А пока, шаг за шагом, я ухожу всё дальше от матраца, и мозг начинает подкидывать пугающие картинки: темнота медленно рассеивается, а передо мной лежат трупы замёрзших от холода девушек, таких же, как я; или я наступаю на таракана, и ко мне сбегаются все тараканы мира – они заползают по ногам всё выше, подбираются к голове, а потом разом валят меня на пол и начинают пожирать мою плоть, пока я корчусь от ужасающей боли в агонии. Такие мысли даже на свету могут вызвать панику, а во тьме эти чудовищные идеи и вовсе внушают ужас. Внезапно даже матрац кажется мне зловещим и опасным. Я делаю последний, двадцатый, шаг и нащупываю прямо перед собой новую стену. Она такая же каменная и холодная, но более влажная и преграждает мне дорогу.

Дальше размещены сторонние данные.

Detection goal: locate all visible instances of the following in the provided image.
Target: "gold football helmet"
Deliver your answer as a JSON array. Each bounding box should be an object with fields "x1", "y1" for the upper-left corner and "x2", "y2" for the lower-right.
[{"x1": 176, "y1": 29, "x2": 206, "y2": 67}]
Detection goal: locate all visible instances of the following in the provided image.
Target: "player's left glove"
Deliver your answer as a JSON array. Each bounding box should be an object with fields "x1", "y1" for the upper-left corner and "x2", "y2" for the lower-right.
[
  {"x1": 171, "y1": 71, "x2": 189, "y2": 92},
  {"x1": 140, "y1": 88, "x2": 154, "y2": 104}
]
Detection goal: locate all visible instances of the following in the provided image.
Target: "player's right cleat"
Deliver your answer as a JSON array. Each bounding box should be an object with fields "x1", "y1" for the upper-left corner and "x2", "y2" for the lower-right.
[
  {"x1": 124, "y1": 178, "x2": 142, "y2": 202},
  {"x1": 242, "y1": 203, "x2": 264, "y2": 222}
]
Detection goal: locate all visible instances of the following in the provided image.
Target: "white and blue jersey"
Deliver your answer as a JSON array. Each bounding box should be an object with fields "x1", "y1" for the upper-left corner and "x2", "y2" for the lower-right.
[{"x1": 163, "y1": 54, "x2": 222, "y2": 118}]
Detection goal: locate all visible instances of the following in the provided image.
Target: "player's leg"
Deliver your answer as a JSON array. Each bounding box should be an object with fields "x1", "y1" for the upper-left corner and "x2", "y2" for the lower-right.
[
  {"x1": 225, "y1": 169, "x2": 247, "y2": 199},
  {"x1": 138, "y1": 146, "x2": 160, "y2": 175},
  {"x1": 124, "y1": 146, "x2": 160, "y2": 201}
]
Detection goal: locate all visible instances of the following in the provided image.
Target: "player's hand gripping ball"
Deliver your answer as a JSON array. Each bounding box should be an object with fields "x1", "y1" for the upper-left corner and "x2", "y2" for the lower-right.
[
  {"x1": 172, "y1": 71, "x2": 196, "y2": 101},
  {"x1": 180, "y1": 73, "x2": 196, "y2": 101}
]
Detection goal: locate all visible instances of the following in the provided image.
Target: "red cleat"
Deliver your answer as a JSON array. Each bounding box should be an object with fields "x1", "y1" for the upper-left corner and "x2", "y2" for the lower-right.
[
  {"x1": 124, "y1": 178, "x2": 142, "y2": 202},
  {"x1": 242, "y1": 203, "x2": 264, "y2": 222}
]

Удивительно, правда? Я решила пройти всего двадцать шагов и вернуться, а новая стена оказалась ровно на том же расстоянии. А если бы я решила сделать десять шагов? Или пять? Возможно, это был знак свыше, чтобы я продолжила идти дальше, опираясь на новую стену. Снова двадцать шагов – и обратно в угол. А потом двадцать к матрацу.

«Что, если этим стенам не будет конца? И я просто трачу остатки энергии впустую…»

Ещё два шажка вдоль влажной стены.

«Но я не могу не идти!»

Три шага вперёд и остановка на то, чтобы вновь унять тошноту.

«Всегда можно повернуть назад. Мне безумно страшно. Страх захватил мои мысли и теперь диктует, что делать. Что, если кто-то сейчас наблюдает за мной?»